New figures released today reveal that women now make up more than a third of UK top jobs.
In the last five years, the number of women on boards at the UK's 350 largest firms has risen by 50%. From 2016 to 2021, it's jumped from 682 to 1,026 individuals.
The stats were released as part of the Hampton-Alexander review, which was launched five years ago. Backed by the government, its aim has always been to encourage UK companies to appoint more women into senior roles.
Kelly Becker, who runs engineering firm Schneider Electric's UK and Ireland operations, spoke to the BBC about the findings. She said that it indicates "a dramatic shift in representation at the very highest levels of British business".
She also commended the amount of work done to ensure women were offered the right opportunities.
"It takes really careful thinking and planning to drive diversity into organisations. Not just gender, but diversity of thought, experience, and background," she said on the BBC's Wake up to Money programme.
"Companies have been very clear that their business will perform better with diversity," she added.

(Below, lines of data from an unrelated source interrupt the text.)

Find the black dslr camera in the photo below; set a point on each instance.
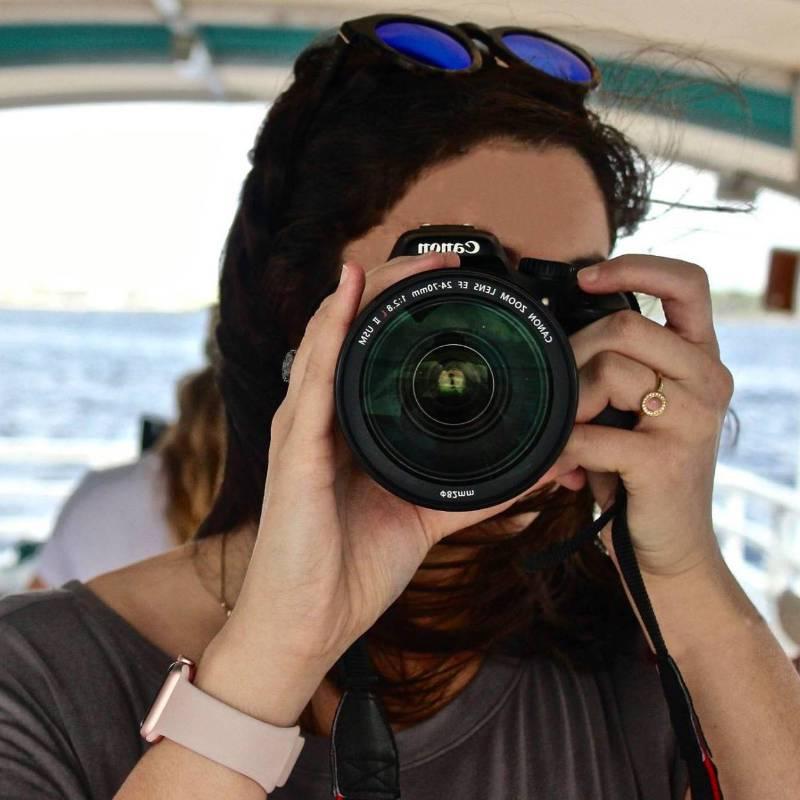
(457, 388)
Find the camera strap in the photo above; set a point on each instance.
(694, 749)
(364, 761)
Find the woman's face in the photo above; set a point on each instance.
(540, 203)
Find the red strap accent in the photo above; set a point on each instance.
(713, 778)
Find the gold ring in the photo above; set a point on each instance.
(648, 407)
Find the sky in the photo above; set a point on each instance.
(127, 205)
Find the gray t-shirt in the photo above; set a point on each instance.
(76, 679)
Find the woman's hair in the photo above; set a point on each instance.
(326, 168)
(192, 449)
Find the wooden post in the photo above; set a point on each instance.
(782, 281)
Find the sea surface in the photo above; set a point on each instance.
(81, 381)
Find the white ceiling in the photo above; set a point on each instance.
(755, 42)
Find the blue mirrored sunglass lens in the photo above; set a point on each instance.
(422, 43)
(549, 57)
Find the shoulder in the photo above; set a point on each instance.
(142, 473)
(68, 663)
(67, 629)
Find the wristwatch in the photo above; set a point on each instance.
(187, 715)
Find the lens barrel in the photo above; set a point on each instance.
(456, 389)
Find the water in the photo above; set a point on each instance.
(86, 378)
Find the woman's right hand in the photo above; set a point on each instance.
(334, 548)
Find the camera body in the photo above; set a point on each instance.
(457, 388)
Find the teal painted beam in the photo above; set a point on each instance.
(82, 44)
(747, 111)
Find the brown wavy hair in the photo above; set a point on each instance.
(325, 170)
(192, 449)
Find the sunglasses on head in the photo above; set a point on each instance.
(432, 46)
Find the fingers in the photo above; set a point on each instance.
(376, 281)
(314, 396)
(610, 378)
(639, 338)
(682, 287)
(397, 269)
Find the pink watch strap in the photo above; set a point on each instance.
(261, 751)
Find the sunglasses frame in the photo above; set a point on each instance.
(364, 30)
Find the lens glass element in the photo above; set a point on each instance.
(456, 389)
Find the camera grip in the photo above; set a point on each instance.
(614, 418)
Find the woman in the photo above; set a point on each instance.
(120, 515)
(311, 554)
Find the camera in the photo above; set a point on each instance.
(457, 388)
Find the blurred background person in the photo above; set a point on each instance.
(127, 513)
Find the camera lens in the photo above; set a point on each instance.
(453, 384)
(456, 388)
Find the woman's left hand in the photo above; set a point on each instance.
(666, 462)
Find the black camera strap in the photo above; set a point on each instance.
(703, 777)
(364, 762)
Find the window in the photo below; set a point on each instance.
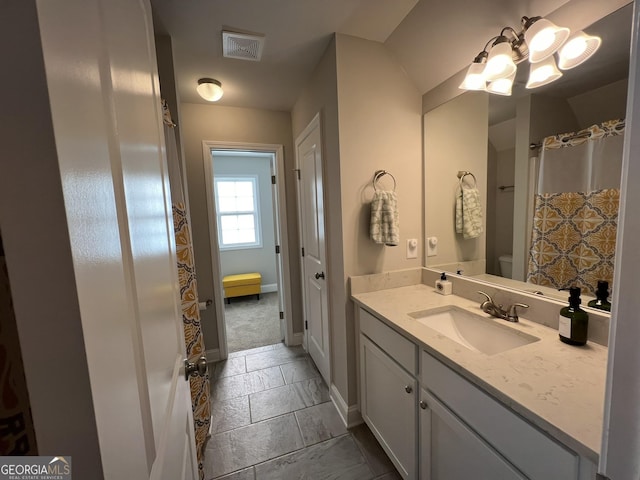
(238, 213)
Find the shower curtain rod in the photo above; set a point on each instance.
(533, 146)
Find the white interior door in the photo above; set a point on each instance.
(314, 274)
(99, 57)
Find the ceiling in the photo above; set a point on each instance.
(297, 32)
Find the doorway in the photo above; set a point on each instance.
(247, 231)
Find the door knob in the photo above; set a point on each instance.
(199, 367)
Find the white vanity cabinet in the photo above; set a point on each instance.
(437, 425)
(389, 392)
(449, 449)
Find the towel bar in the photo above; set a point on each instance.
(382, 173)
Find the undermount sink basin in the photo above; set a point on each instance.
(473, 331)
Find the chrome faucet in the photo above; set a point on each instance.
(510, 314)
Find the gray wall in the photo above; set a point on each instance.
(261, 260)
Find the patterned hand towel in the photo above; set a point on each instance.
(468, 212)
(384, 218)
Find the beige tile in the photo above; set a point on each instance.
(319, 423)
(251, 351)
(227, 368)
(246, 446)
(274, 402)
(299, 370)
(274, 357)
(336, 459)
(312, 391)
(376, 457)
(229, 414)
(245, 384)
(246, 474)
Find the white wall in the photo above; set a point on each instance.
(596, 106)
(230, 124)
(380, 128)
(262, 259)
(38, 250)
(455, 138)
(367, 126)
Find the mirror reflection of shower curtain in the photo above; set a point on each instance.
(576, 208)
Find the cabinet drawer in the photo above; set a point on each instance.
(531, 451)
(399, 348)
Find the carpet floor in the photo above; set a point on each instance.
(252, 323)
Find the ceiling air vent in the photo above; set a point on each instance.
(242, 46)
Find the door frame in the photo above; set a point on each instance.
(313, 124)
(280, 230)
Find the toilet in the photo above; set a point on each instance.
(506, 262)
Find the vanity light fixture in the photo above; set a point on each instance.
(543, 72)
(210, 89)
(539, 41)
(502, 86)
(579, 48)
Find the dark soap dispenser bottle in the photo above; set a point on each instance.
(602, 295)
(574, 322)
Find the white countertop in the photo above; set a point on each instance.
(557, 387)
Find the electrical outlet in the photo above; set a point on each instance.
(412, 248)
(432, 246)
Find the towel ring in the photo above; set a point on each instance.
(379, 174)
(462, 174)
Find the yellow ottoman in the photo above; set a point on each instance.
(242, 284)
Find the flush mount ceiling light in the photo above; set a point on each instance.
(539, 41)
(210, 89)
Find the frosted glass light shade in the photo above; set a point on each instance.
(500, 62)
(544, 38)
(210, 89)
(502, 86)
(543, 73)
(474, 79)
(578, 49)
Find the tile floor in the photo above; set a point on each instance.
(272, 419)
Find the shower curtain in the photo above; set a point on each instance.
(200, 391)
(576, 208)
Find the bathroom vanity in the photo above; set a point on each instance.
(513, 402)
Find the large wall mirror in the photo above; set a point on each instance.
(491, 137)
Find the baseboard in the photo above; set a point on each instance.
(350, 415)
(213, 355)
(297, 339)
(271, 287)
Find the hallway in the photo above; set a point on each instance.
(272, 419)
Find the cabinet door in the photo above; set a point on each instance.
(389, 406)
(450, 450)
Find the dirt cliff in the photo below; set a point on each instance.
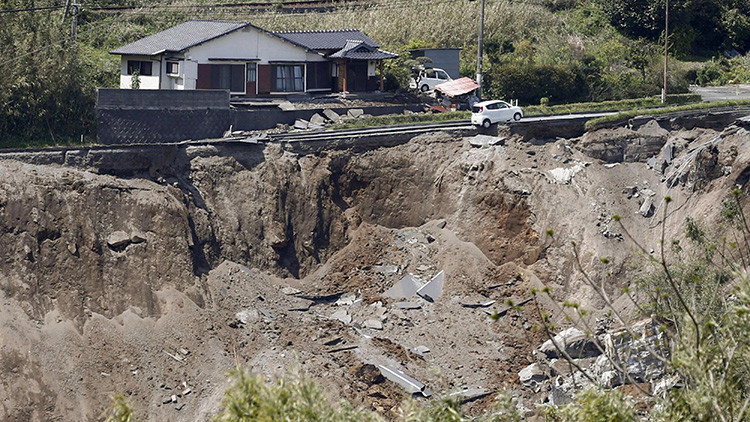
(150, 272)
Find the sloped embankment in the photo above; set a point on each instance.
(150, 272)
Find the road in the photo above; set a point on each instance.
(721, 93)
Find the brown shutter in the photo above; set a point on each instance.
(204, 77)
(264, 79)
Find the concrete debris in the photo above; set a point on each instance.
(332, 341)
(343, 348)
(421, 350)
(355, 112)
(406, 382)
(532, 375)
(486, 140)
(408, 305)
(563, 175)
(572, 341)
(317, 119)
(118, 239)
(342, 316)
(482, 304)
(247, 316)
(404, 289)
(346, 299)
(137, 237)
(266, 313)
(286, 106)
(373, 324)
(434, 288)
(176, 357)
(470, 394)
(301, 124)
(290, 291)
(647, 208)
(385, 269)
(331, 115)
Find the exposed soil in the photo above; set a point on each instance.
(152, 275)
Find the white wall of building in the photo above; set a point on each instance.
(147, 82)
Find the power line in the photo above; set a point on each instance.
(29, 9)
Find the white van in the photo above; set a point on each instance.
(428, 78)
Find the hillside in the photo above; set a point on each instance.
(151, 272)
(550, 51)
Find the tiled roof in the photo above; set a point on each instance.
(326, 40)
(180, 37)
(358, 50)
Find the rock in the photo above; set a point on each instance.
(610, 379)
(421, 350)
(647, 208)
(346, 299)
(574, 342)
(373, 324)
(355, 112)
(137, 237)
(532, 375)
(286, 106)
(290, 290)
(118, 239)
(332, 115)
(247, 316)
(317, 120)
(434, 288)
(404, 289)
(342, 316)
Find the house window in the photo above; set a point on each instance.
(173, 68)
(141, 66)
(228, 76)
(289, 78)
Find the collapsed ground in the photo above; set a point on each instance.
(151, 274)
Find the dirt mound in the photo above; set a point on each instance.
(152, 278)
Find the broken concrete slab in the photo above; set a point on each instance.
(647, 208)
(434, 288)
(342, 316)
(374, 324)
(355, 112)
(486, 141)
(346, 299)
(572, 341)
(118, 239)
(331, 115)
(286, 106)
(317, 120)
(408, 305)
(406, 382)
(470, 394)
(247, 316)
(421, 350)
(532, 375)
(404, 289)
(290, 290)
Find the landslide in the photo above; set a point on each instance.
(151, 272)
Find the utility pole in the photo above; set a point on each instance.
(666, 49)
(480, 49)
(74, 21)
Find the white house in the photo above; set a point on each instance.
(250, 61)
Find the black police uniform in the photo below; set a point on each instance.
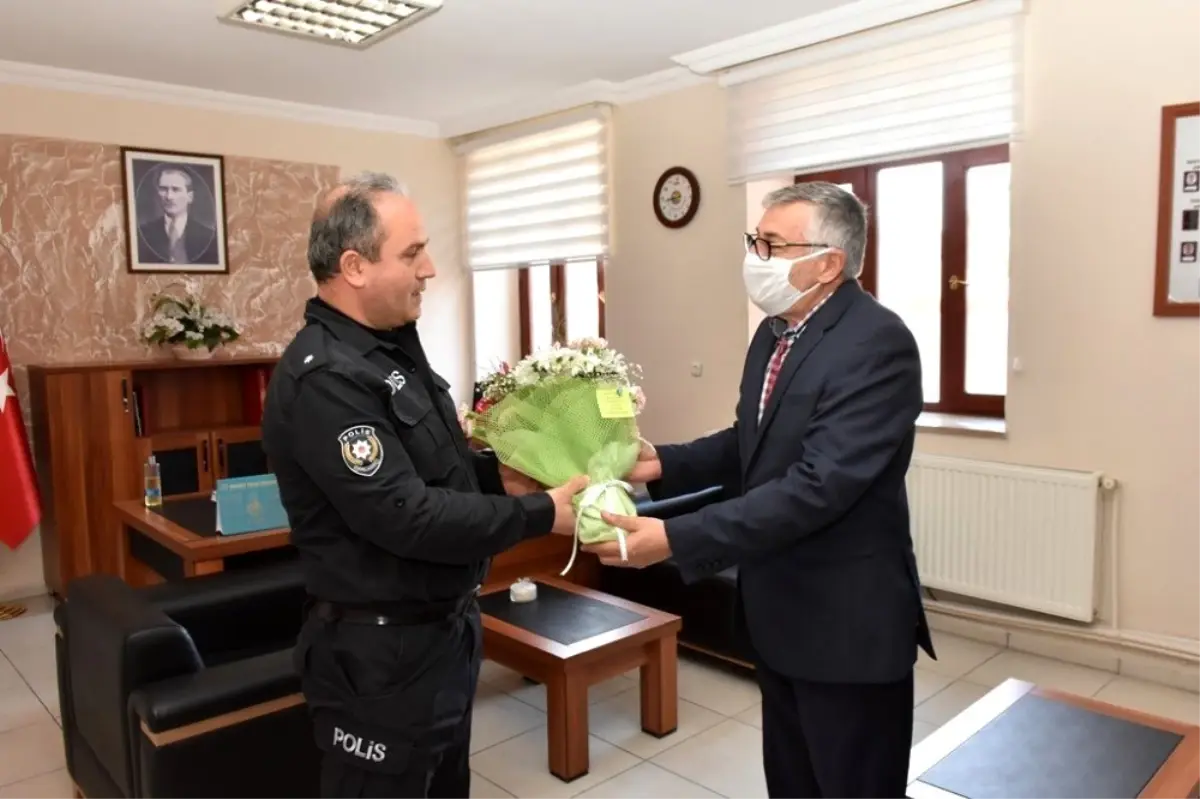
(395, 520)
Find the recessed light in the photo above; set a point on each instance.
(349, 23)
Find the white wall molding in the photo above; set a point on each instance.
(1145, 656)
(42, 77)
(813, 29)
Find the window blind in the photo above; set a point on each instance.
(540, 197)
(935, 83)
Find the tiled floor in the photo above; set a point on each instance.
(715, 752)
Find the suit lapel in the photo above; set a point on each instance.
(814, 331)
(757, 358)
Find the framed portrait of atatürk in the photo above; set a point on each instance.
(174, 211)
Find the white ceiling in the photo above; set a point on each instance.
(471, 58)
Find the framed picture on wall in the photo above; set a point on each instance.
(174, 211)
(1177, 271)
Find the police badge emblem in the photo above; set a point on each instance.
(361, 450)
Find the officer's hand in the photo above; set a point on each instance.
(564, 511)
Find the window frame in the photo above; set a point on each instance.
(557, 302)
(953, 397)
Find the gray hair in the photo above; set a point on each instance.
(346, 218)
(840, 218)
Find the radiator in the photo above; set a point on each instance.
(1021, 536)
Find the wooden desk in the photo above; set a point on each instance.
(639, 637)
(179, 540)
(1176, 778)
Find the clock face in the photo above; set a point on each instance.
(677, 197)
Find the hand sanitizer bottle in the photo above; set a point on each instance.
(153, 484)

A statement from the review board shared that all FTSE 100, 250 and 350 firms reached their targets. That is, of women accounting for up to 33% of boards by the end of last year.
However, some believe there is still work to be done. Ann Cairns, global chair of the 30% Club, which champions better boardroom representation of women around the world, said to the BBC that progress around women being given equal opportunity at top career levels is still "fragile and slow".
Business Secretary Kwasi Kwarteng agrees, warning that the positive findings shouldn't result in complacency. He shared: "FTSE companies have made incredible progress in recent years, but we cannot become complacent in building a society where everyone has an opportunity to get on and succeed."
"The UK government's voluntary, business-led approach to increasing women's boardroom representation has been hugely successful and will, I hope, serve as a blueprint for countries across the world looking to make business more reflective of society."
Finally, Mary O'Connor, acting senior partner at KPMG UK, said to the BBC: "It's hard to believe that as recently as 2011, 43% of the FTSE 350 still had all-male boards. Thankfully the representation of women on boards and in leadership positions has significantly improved in recent years. This review having played a critical role in realising that."
"Our collective efforts to truly eradicate those barriers and create an inclusive leadership culture doesn't stop here. This is where it intensifies."
To celebrating the many achievements, and, as the review shared on social, 'shining a light on areas where there is still more to do'.